The GRAPHIC study, set up to investigate the genetics of high blood pressure, will be one of the first projects to benefit from the facility. Blood and urine samples already taken from 2,000 volunteers will be tested at the centre. Study leader, Professor Nilesh Samani, British Heart Foundation Professor of Cardiology at the University of Leicester and Director of the NIHR Leicester Cardiovascular Biomedical Research Unit, will work with staff at the centre to discover chemicals that relate to higher or lower blood pressure.
Samani said: "We are very excited by this project. We already know that high blood pressure is partly caused by genes and partly by lifestyle and environmental factors, but we really don't understand how these interact at the protein and molecular level to raise blood pressure. This research will identify key changes in the phenome that correlate with blood pressure and help to identify mechanisms that we can target to develop better treatments."

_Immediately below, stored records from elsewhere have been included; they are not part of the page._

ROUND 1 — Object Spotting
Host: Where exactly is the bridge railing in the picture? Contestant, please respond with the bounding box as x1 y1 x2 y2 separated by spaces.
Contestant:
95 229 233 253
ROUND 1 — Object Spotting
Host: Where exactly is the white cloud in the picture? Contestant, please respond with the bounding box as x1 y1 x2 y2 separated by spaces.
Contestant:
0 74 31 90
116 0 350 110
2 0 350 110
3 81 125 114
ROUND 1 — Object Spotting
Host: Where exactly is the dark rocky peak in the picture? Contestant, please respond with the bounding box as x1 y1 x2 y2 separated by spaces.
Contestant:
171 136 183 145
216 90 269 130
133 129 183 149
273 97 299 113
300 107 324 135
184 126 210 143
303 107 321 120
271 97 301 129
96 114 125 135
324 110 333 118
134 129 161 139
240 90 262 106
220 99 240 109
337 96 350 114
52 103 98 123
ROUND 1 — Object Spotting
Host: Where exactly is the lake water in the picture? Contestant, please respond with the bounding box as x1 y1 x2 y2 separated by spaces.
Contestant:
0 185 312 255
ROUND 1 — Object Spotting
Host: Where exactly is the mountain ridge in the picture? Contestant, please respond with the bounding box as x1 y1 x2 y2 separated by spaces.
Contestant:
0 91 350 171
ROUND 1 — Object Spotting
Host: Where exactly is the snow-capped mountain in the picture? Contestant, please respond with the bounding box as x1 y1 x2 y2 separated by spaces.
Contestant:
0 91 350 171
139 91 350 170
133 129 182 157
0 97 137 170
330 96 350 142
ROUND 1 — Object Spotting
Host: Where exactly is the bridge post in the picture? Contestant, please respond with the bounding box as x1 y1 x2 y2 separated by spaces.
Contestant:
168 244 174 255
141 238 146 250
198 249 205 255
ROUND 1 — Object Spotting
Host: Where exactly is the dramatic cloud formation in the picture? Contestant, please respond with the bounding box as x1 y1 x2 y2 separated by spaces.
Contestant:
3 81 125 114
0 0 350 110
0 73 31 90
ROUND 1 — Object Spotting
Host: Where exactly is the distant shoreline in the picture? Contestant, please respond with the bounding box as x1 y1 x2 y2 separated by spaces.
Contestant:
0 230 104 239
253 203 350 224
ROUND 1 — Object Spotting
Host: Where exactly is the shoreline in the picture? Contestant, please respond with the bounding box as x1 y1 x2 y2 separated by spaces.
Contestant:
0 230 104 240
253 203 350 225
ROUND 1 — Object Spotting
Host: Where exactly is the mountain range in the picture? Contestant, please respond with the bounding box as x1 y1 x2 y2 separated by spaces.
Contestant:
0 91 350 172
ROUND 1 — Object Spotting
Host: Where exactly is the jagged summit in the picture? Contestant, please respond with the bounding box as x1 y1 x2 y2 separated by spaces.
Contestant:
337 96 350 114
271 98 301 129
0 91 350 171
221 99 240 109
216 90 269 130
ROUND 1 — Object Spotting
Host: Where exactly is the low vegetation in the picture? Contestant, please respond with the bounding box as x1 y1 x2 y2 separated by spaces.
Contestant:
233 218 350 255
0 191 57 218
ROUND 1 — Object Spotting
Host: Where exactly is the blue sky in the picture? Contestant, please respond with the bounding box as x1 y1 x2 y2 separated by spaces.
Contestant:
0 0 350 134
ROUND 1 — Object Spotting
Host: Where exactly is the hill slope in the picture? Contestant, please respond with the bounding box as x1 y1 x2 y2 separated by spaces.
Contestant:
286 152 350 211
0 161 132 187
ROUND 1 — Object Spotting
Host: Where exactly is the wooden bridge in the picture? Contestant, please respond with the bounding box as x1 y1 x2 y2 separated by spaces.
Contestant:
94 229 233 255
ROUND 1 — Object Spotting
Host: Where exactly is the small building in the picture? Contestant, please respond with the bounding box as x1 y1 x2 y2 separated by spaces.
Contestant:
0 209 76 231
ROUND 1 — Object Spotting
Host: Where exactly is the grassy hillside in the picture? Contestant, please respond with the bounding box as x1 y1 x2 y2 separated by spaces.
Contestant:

With equipment donations and the support of Waters and Bruker, the centre will also feature an international training facility. This will enable students, scientists, and doctors from around the world to gain hands-on experience of using analytical technology to study the human phenome.
Art Caputo, President of the Waters Division at Waters Corporation, said: "Waters is proud to be part of this first-of-a-kind research centre and the opportunity to work with such distinguished partners. Our mission at Waters is to advance science to constantly push the boundaries of what's possible. We fully expect this centre will do just that, multiplying our understanding of disease, setting the standard for this field of research, and continually helping us to improve the health of populations around the world. There are no limits to the breakthroughs in health we might see as a result of work here at the NIHR-MRC Phenome Centre and hopefully in the near future in affiliated centres across the world, too."